Kültür Bakanı Ertuğrul Günay, bu polemikte,"Nazım Hikmet sırtından para kazanma gayretlerinden" bahsetti. Ne var ki, sözünün gideceği adresi net olarak belirtmeyen Günay, böylelikle "kıvırmış" oldu. Oysa, çok uzun yıllardır, Genco Erkal, bizce "Nâzım Hikmet sırtından para kazanma gayretlerinden" hiç de vazgeçmiyor. Vazgeçmemekle birlikte, bir de Nâzım Hikmet’i sansür ediyor.

- Birçok tiyatronun kapanma noktasına geldiği ve birçok sanatsal projenin ödenek bulamadığı Türkiye'de sanat gereken desteği görüyor mu?

– Evet, örnekse sosyalist kimlikli Bulunmaz Tiyatro, polis marifetiyle sürekli olarak mühürlenip işlevsiz kılınırken, kendilerini devletin sıcak kollarına teslim eden kapitalist tiyatrolar Kültür Bakanlığı çanağı yalayarak, hangi sınıfa hizmet ettiklerini yaftalamış oluyorlar.

- Sanatın gelişmesi için siyasetin desteği şart mı?

- Yooo!... Sanatçı, zaten bir sınıfın siyasetini yaptığı için, kendiliğinden, o sınıfın siyasal desteğini almış oluyor. Kültür Bakanlığı çanağı yalayanlar, kapitalizmin ilelebet muhafaza ve müdafaa edilmesi için tiyatro yaparlarken, emekçilerden yana tavır alan tiyatrolar da sosyalist siyasetin işaret fişeklerine dikkat ediyorlar.

- Tiyatrocular neden geçimini tiyatrodan sağlayamaz hale geldi?

– İzleyicisine güvenmedikleri için. Kültür Bakanlığı çanağı yalamayı alışkanlık haline getirdikleri için.

- Sanatçıların siyasi görüşlerini açıklaması doğru mu?

– Açıklamasalar da olur.

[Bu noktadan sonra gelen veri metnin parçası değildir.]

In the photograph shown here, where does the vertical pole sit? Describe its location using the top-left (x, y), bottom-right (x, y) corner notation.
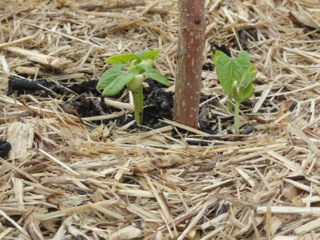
top-left (174, 0), bottom-right (206, 128)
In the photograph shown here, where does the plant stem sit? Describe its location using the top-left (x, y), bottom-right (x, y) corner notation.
top-left (131, 86), bottom-right (143, 125)
top-left (227, 98), bottom-right (233, 113)
top-left (234, 101), bottom-right (240, 134)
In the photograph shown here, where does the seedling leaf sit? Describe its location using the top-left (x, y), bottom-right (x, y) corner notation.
top-left (102, 73), bottom-right (136, 96)
top-left (96, 64), bottom-right (124, 91)
top-left (213, 51), bottom-right (251, 99)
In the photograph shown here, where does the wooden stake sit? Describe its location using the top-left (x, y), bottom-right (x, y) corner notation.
top-left (174, 0), bottom-right (206, 128)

Kültür Bakanlığı çanağı yalayanlar sağcı, yalamayanlar solcudur. Doğal ki bu çok kaba bir kategoridir. Ayrıntılı olarak irdelenebilir.

- Türkiye'de sanata sansür uygulanıyor mu?

– "Allah’ına kadar!" Sansürü uygulayanların başında, tiyatro maskesi takan tiyatro karşıtları geliyor. Kim bunlar? İftiracı Özdemir Nutku, yalancı Mustafa Demirkanlı, 3. Abdülhamid Ahmet Ertuğrul Timur, Kazmacıbaşı Örhan Alkaya, Lemi Bilgin… Ve bu tiyatro simsarlarından güç alan politikacılar, yerel yöneticiler, mülki amirler… Ve daha bir sürü zavallı...

- Sanatçıların siyasete atılmaları partilerin oy oranını etkiler mi?

– Etkilese ne olur, etkilemese ne olur? Önemli olan sanatçının hangi sınıfı temsil ettiği. Bizim için önemli olan emekçilerin evreninin zenginleşmesi, emekçilerin iktidara yürümesi. Biz, bunun için sanat yapıyoruz. Biz, elimizi, dilimizi, belimizi ve tüm gücümüzü emekçilerin iktidarı için kullanıyoruz.